Quickleaf
Legend
For those who use trolls in your campaigns, do you even bother with the "can only be killed with fire/acid" deal? It's a cool facet of trolls, but PC's are bound to say "oh, well, we have torches and flint, no problem". Thoughts?
I do something different with trolls. They are fey oathkeepers, seeking any slip up to justify wanton and excessive retribution against the oath-breaker. True to the myth of the Green Knight, they are feared by monarchs, and also by fey warlocks.
Trolls IMC are gluttons, consuming 10 times the amount of food that a man would each day; a clan of trolls can quickly wipe out a region's livestock (not to mention villagers).
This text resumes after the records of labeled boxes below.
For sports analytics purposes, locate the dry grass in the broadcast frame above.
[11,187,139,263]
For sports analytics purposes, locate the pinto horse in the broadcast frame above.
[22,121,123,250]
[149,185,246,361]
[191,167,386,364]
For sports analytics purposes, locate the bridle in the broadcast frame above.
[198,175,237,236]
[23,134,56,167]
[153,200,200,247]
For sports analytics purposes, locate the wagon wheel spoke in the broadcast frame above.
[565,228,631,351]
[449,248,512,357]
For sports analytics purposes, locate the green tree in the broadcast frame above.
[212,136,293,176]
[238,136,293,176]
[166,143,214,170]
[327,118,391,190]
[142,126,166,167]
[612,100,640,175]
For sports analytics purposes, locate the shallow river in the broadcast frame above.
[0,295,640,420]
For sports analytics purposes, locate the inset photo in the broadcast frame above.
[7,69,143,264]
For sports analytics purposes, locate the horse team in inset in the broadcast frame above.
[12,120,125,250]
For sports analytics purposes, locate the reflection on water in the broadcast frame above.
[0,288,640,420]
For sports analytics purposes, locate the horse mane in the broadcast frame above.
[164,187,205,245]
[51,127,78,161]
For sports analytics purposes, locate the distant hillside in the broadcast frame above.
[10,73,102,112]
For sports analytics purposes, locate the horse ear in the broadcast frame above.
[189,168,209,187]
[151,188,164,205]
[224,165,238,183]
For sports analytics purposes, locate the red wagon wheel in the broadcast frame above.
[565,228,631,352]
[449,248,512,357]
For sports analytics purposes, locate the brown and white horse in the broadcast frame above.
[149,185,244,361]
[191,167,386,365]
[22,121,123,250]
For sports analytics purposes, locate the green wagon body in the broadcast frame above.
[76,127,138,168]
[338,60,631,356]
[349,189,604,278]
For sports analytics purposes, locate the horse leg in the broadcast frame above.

One nasty way to kill a troll is to throw it in a pit and let it starve.
Another method is "salting" a troll; owing to their bond with the natural world (in days of old oaths were sworn under trees, hence the word "treow" which "troll" may have in part evolved from), trolls respond to salt like most plants - it kills their ability to regenerate. My world has "alchemical salts" which can be added to a single attack (coating a blade or used as spell component) to add the "salt" damage type. Salt has other applications with zombies, giant slugs, treants/dryads, etc.
Fire works against most trolls, but there are a few kinds which fire damage enables them to spawn minions which erupt from the troll's body like in Aliens. Think of how a pine cone needs intense heat to release it's seeds - "coniferous" troll tribes work that way.
Acid doesn't bypass regeneration, but in some cases I let it slow the regeneration down to a crawl, buying the PCs time for a more permanent solution.